K. Polash

Posted on Apr 1

Why Your System Fails on the Most Predictable Day of the Year

#architecture #backend #distributedsystems #systemdesign

Most applications don't fail because of bad code.

They fail because of bad architecture decisions made early that nobody questioned
until it was too late.

Here's what actually breaks systems at scale:

Everything talking to everything (no clear boundaries)
The database doing work the application should do
Synchronous processing where async was needed
One giant service that owns too much responsibility
No separation between reads and writes under heavy load

None of these are framework problems. None of these are language problems.
They are thinking problems.

The Scenario: University Enrollment Day

Think about course enrollment day at any university.

Every semester, thousands of students flood the portal at the exact same time, each trying to register for their courses. The load is not a surprise. The date is on the calendar. It happens every single semester like clockwork.

But the system was never designed for it.

Every request hits the same flow — check eligibility, check seat availability, write enrollment, update seat count — all synchronously, all at once. No queue. No cache. No separation between reads and writes. Just a database choking under the weight of an entirely predictable moment.

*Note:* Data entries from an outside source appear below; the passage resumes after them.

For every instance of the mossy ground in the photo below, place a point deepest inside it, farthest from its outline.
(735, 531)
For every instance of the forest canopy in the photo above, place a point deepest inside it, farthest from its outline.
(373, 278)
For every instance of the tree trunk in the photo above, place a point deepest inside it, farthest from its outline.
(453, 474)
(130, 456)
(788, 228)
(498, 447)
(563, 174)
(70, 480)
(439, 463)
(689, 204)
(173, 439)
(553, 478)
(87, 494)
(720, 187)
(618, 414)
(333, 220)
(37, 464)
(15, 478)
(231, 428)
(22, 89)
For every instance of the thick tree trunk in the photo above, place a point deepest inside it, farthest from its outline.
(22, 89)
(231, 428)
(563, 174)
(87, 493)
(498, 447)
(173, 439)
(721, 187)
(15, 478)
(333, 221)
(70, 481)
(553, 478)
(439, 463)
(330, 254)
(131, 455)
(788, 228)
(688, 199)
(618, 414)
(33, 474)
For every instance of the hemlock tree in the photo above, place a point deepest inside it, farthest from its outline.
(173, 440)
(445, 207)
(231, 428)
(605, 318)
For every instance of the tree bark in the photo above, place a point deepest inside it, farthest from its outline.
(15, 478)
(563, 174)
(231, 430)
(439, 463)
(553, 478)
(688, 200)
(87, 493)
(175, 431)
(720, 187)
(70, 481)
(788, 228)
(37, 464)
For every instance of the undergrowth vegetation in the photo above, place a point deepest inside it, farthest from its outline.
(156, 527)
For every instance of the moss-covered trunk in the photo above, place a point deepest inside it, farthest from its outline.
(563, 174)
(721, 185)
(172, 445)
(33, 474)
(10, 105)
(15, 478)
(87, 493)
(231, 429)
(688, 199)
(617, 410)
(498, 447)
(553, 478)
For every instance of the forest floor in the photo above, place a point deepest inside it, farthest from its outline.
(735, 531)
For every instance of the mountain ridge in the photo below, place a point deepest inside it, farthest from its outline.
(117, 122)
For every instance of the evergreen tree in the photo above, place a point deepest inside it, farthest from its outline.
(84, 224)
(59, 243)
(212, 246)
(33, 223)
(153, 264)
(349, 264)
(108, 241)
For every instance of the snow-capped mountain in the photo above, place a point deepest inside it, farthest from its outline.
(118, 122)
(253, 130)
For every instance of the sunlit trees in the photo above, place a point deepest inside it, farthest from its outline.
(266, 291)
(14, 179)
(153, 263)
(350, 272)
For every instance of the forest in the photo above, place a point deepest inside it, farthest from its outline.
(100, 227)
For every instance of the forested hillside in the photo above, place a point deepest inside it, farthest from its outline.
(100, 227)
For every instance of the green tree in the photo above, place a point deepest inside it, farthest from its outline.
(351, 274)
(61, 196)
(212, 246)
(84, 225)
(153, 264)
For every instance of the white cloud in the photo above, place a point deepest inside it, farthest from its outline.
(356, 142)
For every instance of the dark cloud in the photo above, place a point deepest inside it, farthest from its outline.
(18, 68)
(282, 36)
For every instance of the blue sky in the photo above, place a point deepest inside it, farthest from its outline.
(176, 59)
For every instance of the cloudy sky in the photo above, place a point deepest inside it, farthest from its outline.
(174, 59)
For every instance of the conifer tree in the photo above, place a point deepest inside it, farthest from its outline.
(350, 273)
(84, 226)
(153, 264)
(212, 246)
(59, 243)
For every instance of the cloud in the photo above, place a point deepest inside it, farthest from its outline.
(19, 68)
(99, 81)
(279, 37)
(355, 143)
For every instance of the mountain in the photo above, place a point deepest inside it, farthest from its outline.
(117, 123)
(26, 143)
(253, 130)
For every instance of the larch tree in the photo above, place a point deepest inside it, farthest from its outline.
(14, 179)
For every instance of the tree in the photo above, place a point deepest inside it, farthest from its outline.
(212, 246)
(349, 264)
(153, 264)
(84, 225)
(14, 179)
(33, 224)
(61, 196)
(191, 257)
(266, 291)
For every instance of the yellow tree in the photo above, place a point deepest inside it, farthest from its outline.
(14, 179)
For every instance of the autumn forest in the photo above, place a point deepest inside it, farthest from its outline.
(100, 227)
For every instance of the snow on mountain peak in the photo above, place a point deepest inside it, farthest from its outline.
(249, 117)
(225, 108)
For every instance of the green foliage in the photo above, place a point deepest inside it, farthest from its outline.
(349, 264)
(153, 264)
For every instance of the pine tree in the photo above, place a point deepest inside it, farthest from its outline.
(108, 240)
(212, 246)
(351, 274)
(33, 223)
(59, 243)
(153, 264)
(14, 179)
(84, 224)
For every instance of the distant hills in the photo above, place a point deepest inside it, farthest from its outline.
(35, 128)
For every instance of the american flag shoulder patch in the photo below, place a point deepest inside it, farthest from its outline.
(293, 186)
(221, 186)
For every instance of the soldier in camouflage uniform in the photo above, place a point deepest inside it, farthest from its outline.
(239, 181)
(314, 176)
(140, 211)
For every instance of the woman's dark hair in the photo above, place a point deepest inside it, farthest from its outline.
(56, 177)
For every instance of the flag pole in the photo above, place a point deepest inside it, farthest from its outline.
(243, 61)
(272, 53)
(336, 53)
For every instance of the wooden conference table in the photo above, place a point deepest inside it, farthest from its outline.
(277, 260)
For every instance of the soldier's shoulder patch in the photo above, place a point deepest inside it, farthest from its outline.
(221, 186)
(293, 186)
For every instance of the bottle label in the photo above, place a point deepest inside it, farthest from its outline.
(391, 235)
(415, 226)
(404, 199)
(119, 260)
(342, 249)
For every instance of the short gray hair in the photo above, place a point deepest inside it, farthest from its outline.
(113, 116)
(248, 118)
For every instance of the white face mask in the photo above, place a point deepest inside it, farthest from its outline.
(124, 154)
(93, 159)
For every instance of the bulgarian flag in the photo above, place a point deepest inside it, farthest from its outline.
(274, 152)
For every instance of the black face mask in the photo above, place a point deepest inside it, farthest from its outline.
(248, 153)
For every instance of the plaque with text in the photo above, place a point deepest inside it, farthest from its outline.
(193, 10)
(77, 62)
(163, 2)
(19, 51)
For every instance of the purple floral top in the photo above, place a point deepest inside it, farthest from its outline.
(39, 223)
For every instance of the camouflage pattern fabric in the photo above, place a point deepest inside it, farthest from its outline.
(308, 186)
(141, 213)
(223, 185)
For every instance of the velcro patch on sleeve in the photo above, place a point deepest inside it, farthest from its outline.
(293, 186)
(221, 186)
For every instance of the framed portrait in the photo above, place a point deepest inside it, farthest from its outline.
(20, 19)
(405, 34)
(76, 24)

Students get timeout errors. Duplicate enrollments. Lost seats they were fully eligible for. Everyone refreshes in panic. And every semester, someone calls IT to "increase the server capacity" and nothing really changes.

The code isn't broken. The thinking is.

What's Actually Going On

Most teams look at this and see one problem: too much traffic. So they throw more servers at it. It helps a little, then fails again next semester.

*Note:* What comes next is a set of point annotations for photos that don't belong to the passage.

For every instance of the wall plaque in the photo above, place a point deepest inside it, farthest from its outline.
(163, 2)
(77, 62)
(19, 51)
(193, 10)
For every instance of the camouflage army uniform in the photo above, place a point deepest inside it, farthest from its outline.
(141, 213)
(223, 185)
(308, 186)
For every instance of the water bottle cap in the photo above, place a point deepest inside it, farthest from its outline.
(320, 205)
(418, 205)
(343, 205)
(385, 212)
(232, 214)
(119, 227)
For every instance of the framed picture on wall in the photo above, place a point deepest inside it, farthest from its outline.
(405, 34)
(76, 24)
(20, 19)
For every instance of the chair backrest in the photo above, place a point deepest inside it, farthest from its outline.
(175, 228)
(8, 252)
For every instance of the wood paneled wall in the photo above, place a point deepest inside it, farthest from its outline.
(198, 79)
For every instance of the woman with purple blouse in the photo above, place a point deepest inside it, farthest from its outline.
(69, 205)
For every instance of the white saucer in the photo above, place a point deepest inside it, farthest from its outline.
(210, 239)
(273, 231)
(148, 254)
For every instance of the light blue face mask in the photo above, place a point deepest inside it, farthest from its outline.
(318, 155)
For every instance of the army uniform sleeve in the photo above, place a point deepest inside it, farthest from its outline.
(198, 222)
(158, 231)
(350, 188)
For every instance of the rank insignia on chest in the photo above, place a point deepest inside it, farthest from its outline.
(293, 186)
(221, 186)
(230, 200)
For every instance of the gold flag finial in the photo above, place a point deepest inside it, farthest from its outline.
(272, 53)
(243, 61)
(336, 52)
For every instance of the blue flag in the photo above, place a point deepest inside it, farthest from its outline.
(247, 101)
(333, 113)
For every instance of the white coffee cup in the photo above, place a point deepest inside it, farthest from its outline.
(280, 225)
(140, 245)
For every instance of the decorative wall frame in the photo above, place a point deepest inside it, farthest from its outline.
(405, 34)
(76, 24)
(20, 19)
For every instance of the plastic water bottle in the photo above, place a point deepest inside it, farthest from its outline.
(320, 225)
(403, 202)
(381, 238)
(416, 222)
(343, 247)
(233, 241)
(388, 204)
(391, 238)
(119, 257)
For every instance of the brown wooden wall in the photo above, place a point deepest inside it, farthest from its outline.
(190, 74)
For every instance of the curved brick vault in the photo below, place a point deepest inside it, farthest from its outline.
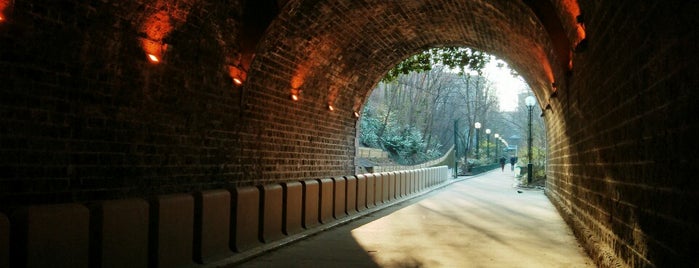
(86, 116)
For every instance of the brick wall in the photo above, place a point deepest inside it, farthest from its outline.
(622, 163)
(85, 116)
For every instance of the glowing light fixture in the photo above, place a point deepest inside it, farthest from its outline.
(153, 58)
(295, 94)
(238, 75)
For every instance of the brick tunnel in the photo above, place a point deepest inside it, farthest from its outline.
(116, 100)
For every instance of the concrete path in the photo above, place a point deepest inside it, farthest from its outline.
(478, 222)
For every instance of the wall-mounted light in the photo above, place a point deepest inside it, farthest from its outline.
(295, 94)
(153, 58)
(237, 74)
(154, 50)
(581, 46)
(554, 90)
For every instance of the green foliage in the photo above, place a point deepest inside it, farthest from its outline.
(453, 57)
(405, 144)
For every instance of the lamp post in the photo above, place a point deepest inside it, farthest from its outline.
(487, 143)
(497, 146)
(529, 101)
(478, 132)
(456, 149)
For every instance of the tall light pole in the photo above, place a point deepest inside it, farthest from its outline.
(487, 144)
(478, 132)
(530, 101)
(456, 149)
(497, 145)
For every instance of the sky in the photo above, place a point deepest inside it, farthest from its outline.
(506, 86)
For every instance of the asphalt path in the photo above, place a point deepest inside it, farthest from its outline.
(481, 221)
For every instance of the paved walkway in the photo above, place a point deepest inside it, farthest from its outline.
(478, 222)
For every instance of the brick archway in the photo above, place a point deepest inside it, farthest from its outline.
(85, 116)
(317, 48)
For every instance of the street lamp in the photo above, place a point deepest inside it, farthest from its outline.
(530, 101)
(478, 131)
(497, 145)
(487, 144)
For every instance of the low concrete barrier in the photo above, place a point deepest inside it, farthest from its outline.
(272, 198)
(212, 224)
(351, 194)
(339, 197)
(385, 186)
(391, 185)
(361, 192)
(178, 230)
(325, 211)
(311, 203)
(370, 190)
(292, 219)
(245, 216)
(50, 236)
(172, 230)
(4, 241)
(404, 183)
(120, 233)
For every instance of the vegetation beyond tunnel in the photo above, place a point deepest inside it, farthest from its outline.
(114, 100)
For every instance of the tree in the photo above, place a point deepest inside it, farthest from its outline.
(459, 58)
(410, 113)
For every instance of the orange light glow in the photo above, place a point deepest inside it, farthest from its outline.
(573, 9)
(156, 27)
(3, 5)
(237, 74)
(153, 58)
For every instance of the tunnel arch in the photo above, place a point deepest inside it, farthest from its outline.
(315, 49)
(87, 117)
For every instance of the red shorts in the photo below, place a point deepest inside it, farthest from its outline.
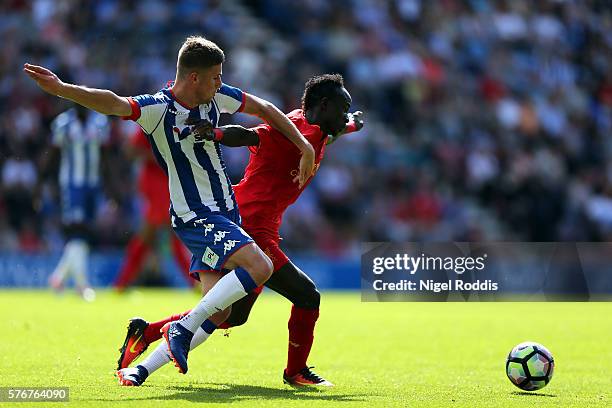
(264, 231)
(154, 191)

The reality is there are 5 separate problems here, each requiring a different solution. Solving one without the others just moves the failure to a different place.

🔥 The Spike

Thousands of simultaneous requests will bring any database to its knees regardless of hardware. A queue, a cache layer, and read/write separation need to work together. Most teams implement one and call it done.

🔁 The Race Condition

Even with a queue, two workers can read "1 seat available" at the same time, both pass eligibility, and both enroll into the last seat. The queue serialized intake. It did not serialize processing. You need locking — pessimistic, optimistic, or distributed — and each has real tradeoffs.

👆 The Double Click

A student hits Enroll and the page is slow. They click again. Now two identical requests are in flight. Even with locking in place, without idempotency handling both clicks can create two enrollment records. This is not a database problem. It is an API design problem — and the one most teams discover only after finding duplicate records in production.

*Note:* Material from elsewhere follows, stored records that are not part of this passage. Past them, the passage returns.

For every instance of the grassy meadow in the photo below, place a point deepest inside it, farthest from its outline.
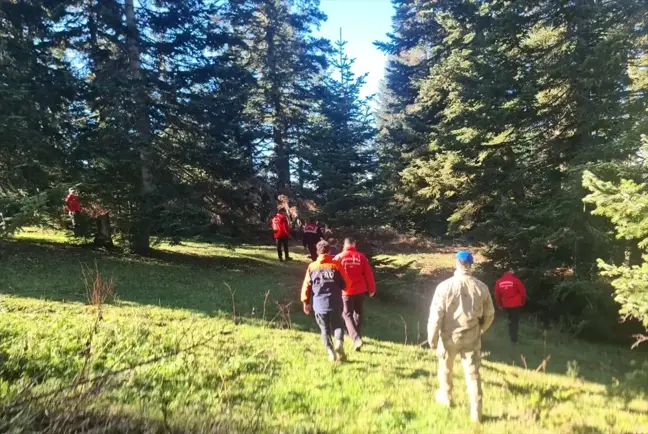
(209, 338)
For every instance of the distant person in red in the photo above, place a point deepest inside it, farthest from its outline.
(510, 295)
(73, 206)
(312, 235)
(356, 265)
(281, 231)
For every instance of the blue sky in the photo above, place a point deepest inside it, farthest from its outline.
(362, 23)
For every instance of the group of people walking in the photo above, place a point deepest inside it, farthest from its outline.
(462, 309)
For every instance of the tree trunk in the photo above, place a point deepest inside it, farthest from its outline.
(103, 236)
(282, 152)
(141, 229)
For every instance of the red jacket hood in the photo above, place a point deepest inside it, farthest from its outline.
(359, 271)
(510, 292)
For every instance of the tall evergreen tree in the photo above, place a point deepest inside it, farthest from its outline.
(340, 144)
(520, 99)
(286, 59)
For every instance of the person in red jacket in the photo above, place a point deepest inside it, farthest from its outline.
(73, 206)
(356, 265)
(510, 295)
(281, 231)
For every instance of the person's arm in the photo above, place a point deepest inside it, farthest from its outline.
(489, 311)
(346, 281)
(522, 291)
(306, 292)
(437, 312)
(498, 296)
(367, 272)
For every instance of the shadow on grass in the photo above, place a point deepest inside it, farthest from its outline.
(52, 271)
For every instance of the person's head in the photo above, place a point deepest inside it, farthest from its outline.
(323, 247)
(464, 260)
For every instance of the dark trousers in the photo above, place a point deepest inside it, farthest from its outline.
(513, 322)
(312, 249)
(352, 314)
(330, 324)
(282, 242)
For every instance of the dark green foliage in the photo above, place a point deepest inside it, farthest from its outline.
(174, 117)
(491, 116)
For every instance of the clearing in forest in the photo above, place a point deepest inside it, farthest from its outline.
(202, 337)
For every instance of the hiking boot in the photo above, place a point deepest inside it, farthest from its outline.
(443, 399)
(339, 350)
(475, 415)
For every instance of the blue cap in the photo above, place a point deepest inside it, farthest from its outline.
(465, 256)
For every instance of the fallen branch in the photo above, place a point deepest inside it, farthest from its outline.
(639, 339)
(110, 374)
(543, 364)
(265, 302)
(232, 292)
(405, 325)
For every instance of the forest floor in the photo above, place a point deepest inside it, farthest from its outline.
(194, 340)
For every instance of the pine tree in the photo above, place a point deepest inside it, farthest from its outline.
(522, 97)
(340, 142)
(286, 59)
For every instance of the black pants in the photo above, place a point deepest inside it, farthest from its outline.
(330, 324)
(513, 322)
(282, 242)
(352, 314)
(312, 249)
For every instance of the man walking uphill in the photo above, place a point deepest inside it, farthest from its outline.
(462, 309)
(312, 235)
(359, 271)
(510, 295)
(323, 284)
(281, 233)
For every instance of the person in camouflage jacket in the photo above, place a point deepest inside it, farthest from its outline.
(461, 311)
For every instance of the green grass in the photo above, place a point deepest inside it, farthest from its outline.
(254, 374)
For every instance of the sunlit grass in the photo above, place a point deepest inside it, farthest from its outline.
(254, 375)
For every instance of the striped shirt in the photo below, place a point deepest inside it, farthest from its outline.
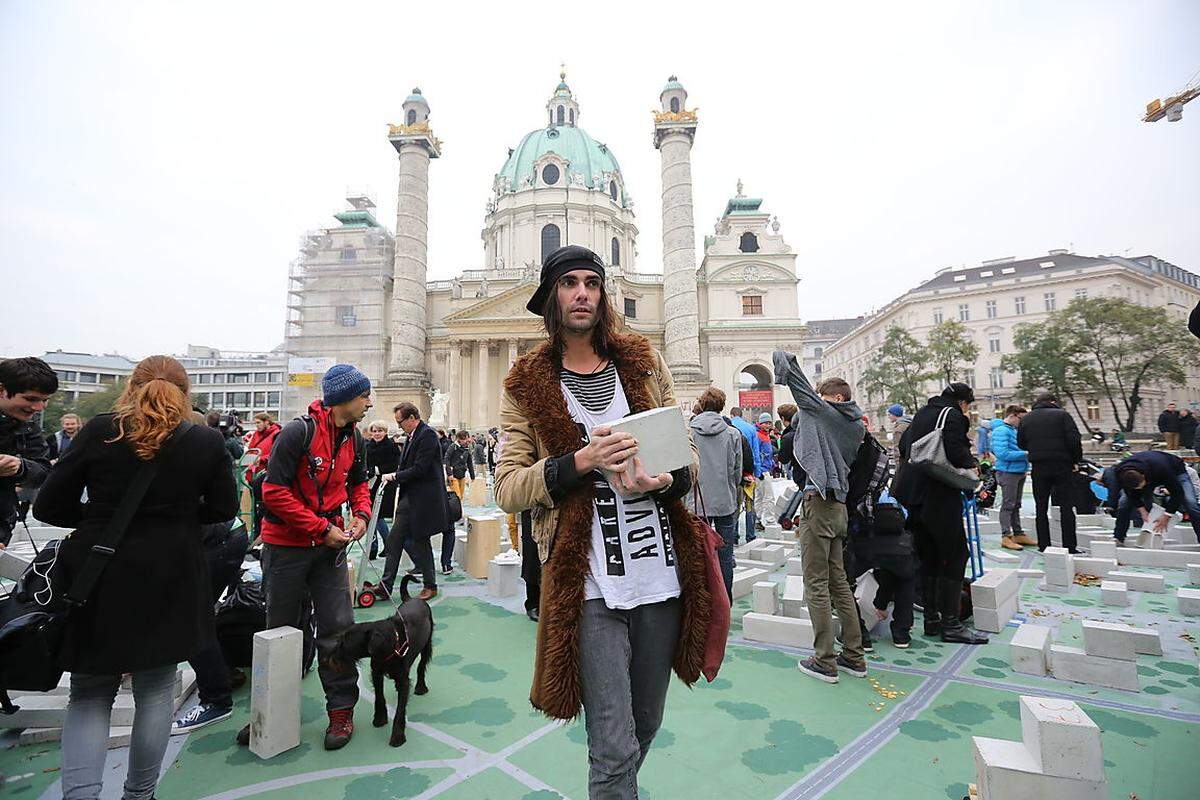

💥 The Half-Enrolled Student

A successful enrollment is not one database write. It is a chain: write the record, decrement the seat count, send confirmation, update the academic record, generate a fee entry. What happens if the system crashes after step 2?

The seat is taken. The student has no confirmation. The database says enrolled. The academic record disagrees. Designing for the middle of failure is architecture. Designing only for the happy path is wishful thinking.

🕳️ The Stale Cache Trap

The cache says 5 seats available. The database already has 0. Students attempt to enroll based on stale data, hit the lock, fail, and get a confusing error even though the portal showed availability 3 seconds ago. The cache improved performance but silently introduced a trust problem. Cache invalidation strategy needs to be designed upfront, not patched after support tickets pile up.

The Questions That Actually Matter

The engineers who scale systems well ask different questions from the start:

Where are my bottlenecks under 10x load?
What happens if this one service goes down?
Am I coupling things that should be independent?
What happens in the middle of a failure, not just at the end?
Can the same request safely arrive twice?

None of these have anything to do with which framework you picked or which cloud provider you use. They are design questions. Thinking questions.

I wrote a full deep dive on all 5 problems with concrete solutions for each one.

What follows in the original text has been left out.